% OVERVIEW OF STRUCTURE WORDS
% strucwords.tex
% David.N.Williams@umich.edu
% Last revision:  July 16, 2000

\section{Overview of structure words}\label{strucwords}
This overview is a brief functional description.  Stack patterns and
other specifications can be found in the implementation file {\tt
cstruct.fs}.

\subsection{Structure word set}
\begin{alltt}
  \verb|struct{  }struct  union{  }union|
  n-aligned  unstruct  field  array-field  bit-field  bit-pad
  cchar  cwchar  cint  cshort  clong  cpointer  cllong
  cfloat  cdouble  cldouble
  /type  /align  make-type-instance  typeof
  make-atomic-type  make-array-type  make-unstruct-type
  >sfa  >sfo  >sfa&type  >sfo&type
\end{alltt}

\subsection{Description}

Here is an example borrowed from Peters (see {\tt examples.fs}) except
that his word {\tt field} corresponds to our {\tt unstruct}, and his
word {\tt struct} corresponds to our {\tt field}:
\clearscreenpage
{\begin{alltt}
      \verb|struct{|
       12 unstruct first
       16 unstruct last
      \verb|}struct| name.struct

      \verb|struct{|
       2 unstruct month
       2 unstruct day
       2 unstruct year
      \verb|}struct| date.struct

      \verb|struct{|
       name.struct field name
       date.struct field doa
       12 unstruct mrn
       64 unstruct precis
      \verb|}struct| pt.struct
\end{alltt}}

The code above defines structure type words {\tt name.struct}, {\tt
date.struct}, and {\tt pt.struct}.  We are not particularly advocating
the {\tt .struct} naming convention.  If we were to do so, it would
probably be a {\tt .s} convention for structures and {\tt.u} for
unions.  The words {\tt unstruct} and {\tt field} between
\verb|struct{| and \verb|}struct| absorb the type information that
precedes them, define or look up identifying tokens for the field
names that follow them ({\tt first}, {\tt last}, {\tt month}, {\tt
day}, {\tt year}, {\tt name}, etc.), and build a sequence of field
definition parameters on the stack.  The word \verb|struct{| initiates
the sequence, and \verb|}struct| creates a structure type word and
compiles the sequence of field parameters from the stack into a
structure table in the structure type word's data field, preceded by
the other information described in Section~\ref{structypedef}.
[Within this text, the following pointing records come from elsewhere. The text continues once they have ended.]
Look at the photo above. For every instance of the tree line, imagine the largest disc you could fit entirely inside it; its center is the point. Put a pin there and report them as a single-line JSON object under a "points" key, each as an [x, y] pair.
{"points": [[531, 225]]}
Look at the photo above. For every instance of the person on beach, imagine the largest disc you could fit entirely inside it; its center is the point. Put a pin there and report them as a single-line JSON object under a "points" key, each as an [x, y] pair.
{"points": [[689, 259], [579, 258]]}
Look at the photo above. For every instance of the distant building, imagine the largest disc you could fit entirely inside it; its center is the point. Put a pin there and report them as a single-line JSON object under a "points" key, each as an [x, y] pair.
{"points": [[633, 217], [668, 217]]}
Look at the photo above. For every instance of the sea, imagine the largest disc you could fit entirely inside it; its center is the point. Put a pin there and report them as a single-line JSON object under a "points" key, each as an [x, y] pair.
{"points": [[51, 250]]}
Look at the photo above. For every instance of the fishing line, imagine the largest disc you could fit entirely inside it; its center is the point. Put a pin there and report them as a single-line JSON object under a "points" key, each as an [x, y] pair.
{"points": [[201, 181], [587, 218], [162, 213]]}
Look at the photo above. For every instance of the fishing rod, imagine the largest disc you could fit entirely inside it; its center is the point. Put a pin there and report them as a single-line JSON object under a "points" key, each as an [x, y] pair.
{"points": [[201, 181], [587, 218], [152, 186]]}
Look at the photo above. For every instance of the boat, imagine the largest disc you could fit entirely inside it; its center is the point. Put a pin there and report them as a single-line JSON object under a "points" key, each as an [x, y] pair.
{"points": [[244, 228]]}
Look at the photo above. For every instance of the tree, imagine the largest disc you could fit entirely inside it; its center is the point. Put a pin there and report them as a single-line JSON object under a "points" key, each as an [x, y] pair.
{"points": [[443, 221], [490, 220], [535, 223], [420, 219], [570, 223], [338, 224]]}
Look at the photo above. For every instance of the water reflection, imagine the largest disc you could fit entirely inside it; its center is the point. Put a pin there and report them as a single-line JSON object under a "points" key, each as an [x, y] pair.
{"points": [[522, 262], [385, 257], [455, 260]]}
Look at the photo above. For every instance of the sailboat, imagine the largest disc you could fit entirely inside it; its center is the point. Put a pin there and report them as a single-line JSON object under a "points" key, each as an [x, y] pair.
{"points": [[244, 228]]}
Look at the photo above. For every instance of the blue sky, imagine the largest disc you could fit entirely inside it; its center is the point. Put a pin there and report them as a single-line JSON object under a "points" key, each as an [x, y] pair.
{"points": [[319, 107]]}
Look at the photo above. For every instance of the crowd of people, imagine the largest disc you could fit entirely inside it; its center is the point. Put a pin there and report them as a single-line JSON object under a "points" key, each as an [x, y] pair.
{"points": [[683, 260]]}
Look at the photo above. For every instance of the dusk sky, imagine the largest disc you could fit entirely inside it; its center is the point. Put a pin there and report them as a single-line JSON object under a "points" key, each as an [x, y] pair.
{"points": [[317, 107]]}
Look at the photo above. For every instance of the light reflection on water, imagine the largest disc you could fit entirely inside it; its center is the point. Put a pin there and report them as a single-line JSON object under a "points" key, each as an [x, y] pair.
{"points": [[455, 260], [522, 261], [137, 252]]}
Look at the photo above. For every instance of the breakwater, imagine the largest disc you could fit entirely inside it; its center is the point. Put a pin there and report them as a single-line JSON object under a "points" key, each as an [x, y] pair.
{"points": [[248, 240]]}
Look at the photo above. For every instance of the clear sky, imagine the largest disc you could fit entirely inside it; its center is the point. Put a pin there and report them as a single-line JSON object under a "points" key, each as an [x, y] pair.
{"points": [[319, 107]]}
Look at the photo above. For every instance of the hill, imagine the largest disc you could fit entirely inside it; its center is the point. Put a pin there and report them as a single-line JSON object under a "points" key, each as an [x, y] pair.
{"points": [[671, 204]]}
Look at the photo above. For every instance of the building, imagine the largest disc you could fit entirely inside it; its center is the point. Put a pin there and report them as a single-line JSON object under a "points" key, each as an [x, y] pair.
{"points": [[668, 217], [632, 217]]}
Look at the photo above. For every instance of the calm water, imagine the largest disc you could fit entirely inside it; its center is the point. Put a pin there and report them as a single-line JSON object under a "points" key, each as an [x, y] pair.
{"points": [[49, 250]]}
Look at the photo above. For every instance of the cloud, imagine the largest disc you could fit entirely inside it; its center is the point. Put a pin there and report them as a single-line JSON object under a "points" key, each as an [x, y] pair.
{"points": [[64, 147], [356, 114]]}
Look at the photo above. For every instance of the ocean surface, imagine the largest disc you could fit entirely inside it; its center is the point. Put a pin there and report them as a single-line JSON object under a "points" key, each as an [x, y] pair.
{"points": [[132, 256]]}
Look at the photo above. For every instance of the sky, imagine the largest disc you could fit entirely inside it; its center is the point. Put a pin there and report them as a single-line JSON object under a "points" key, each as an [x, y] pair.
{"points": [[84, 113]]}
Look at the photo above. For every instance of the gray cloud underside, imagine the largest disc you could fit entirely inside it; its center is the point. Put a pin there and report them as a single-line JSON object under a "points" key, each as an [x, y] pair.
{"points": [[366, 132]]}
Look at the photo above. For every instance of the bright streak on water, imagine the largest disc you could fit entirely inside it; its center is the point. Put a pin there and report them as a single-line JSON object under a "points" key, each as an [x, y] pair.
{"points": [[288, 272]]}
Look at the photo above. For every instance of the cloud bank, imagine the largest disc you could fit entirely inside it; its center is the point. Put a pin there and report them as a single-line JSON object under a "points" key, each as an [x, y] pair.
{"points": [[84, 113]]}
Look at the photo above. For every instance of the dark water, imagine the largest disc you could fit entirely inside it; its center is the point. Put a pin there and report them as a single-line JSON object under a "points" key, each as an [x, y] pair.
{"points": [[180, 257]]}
When executed, the field names leave their identifying tokens, called
\id's, on the stack; and the structure type words leave their \dfa's,
that is, their \stype's.

Here is a structure type including one C {\tt char} field and one
field with an array of 10 C {\tt long}'s:

\begin{alltt}
      \verb|struct{|
       cchar field sue
       10 clong array-field george
      \verb|}struct| harry.struct
\end{alltt}

And here is one containing two arrays of {\tt harry.struct} structures:
\clearscreenpage
\begin{alltt}
      \verb|struct{|
       15 harry.struct array-field arthur
       20 harry.struct array-field marie
      \verb|}struct| harry-arrays
\end{alltt}

The examples above are included in {\tt shotype.fs}, along with union
versions and bit-field examples, to illustrate a browser for structure
and union types implemented there.

The word {\tt n-aligned} is mainly a factor in the field constructors
{\tt field}, {\tt array-field}, and {\tt bit-field}; but it can be
used explicitly when alignment of an unstructured field is wanted (the
field constructor {\tt unstruct} does no alignment).  For example, if
one wanted the field
\begin{alltt}
      2 unstruct year 
\end{alltt}
in {\tt date.struct} above to have an alignment of four, one could say:
\begin{alltt}
      2 4 n-align unstruct year 
\end{alltt}
This is tricky, because it not only has the effect of saying
\begin{alltt}
      4 unstruct year 
\end{alltt}
but also adjusts an implicit alignment deeper on the stack.  The best
policy is to avoid explicit use of {\tt n-aligned} if possible, and
use the implicit minimum alignment of structures, plus padding
included directly in the size of the unstructured field.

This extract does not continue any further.